I was also born at a military hospital although in Texas.  I can't even tell you how many people think El Paso isn't in the US, so don't feel too bad. 

My youngest sister has MG and as a result cannot have magnesium at all.  (It intensifies the symptoms which can be deadly particularly for someone already sick enough to be in ICU.)  Also about 20 years ago my other sis was in the hospital and was accidentally given an overdose, but since she wasn't hooked up to anything no one would have known it if the family hadn't been there until it may have been too late.  Since then we have a strict rule of having someone with you in the hospital.

A few years back my youngest sis was in ICU after her latest crisis and was in very bad shape.  The nurse brought in a bag of magnesium in her drip.  We always check meds before they are given and when she told my sis what it was she told the nurse she couldn't have it and why.  The nurse insisted and my mom had to actually step up to step in front of her to stop her!  So not long after the hospitalist came in to find out why my sister was refusing treatment and belligerent.  After my sister explained why, which really she shouldn't have to explain what meds she can and cannot take to the dr, he was extremely apologetic and they switched her to a different nurse.

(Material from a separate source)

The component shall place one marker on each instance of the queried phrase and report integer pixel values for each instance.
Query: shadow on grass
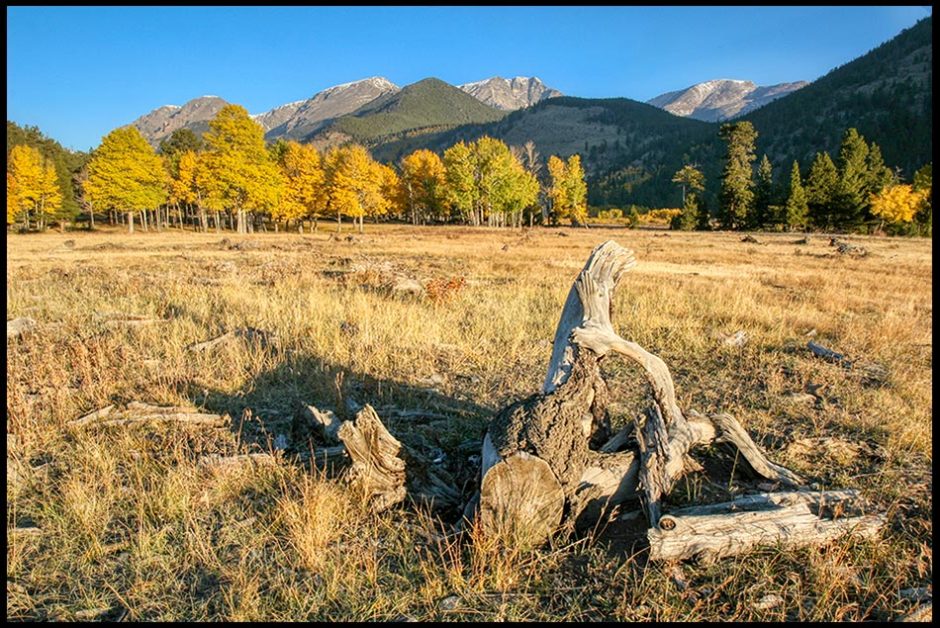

When DH had his sinus surgery, he told a nurse he was allergic to morphine. I don't remember whether she was about to give him some, or just asking if he had any drug allergies. In any case, she responded with a skeptical look and said, "Are you sure? What happens when you have it?"

"It makes me itch all over. I'm telling you, I'm allergic to it."

She didn't push it after that, but I was annoyed. He said he's allergic to morphine, end of discussion.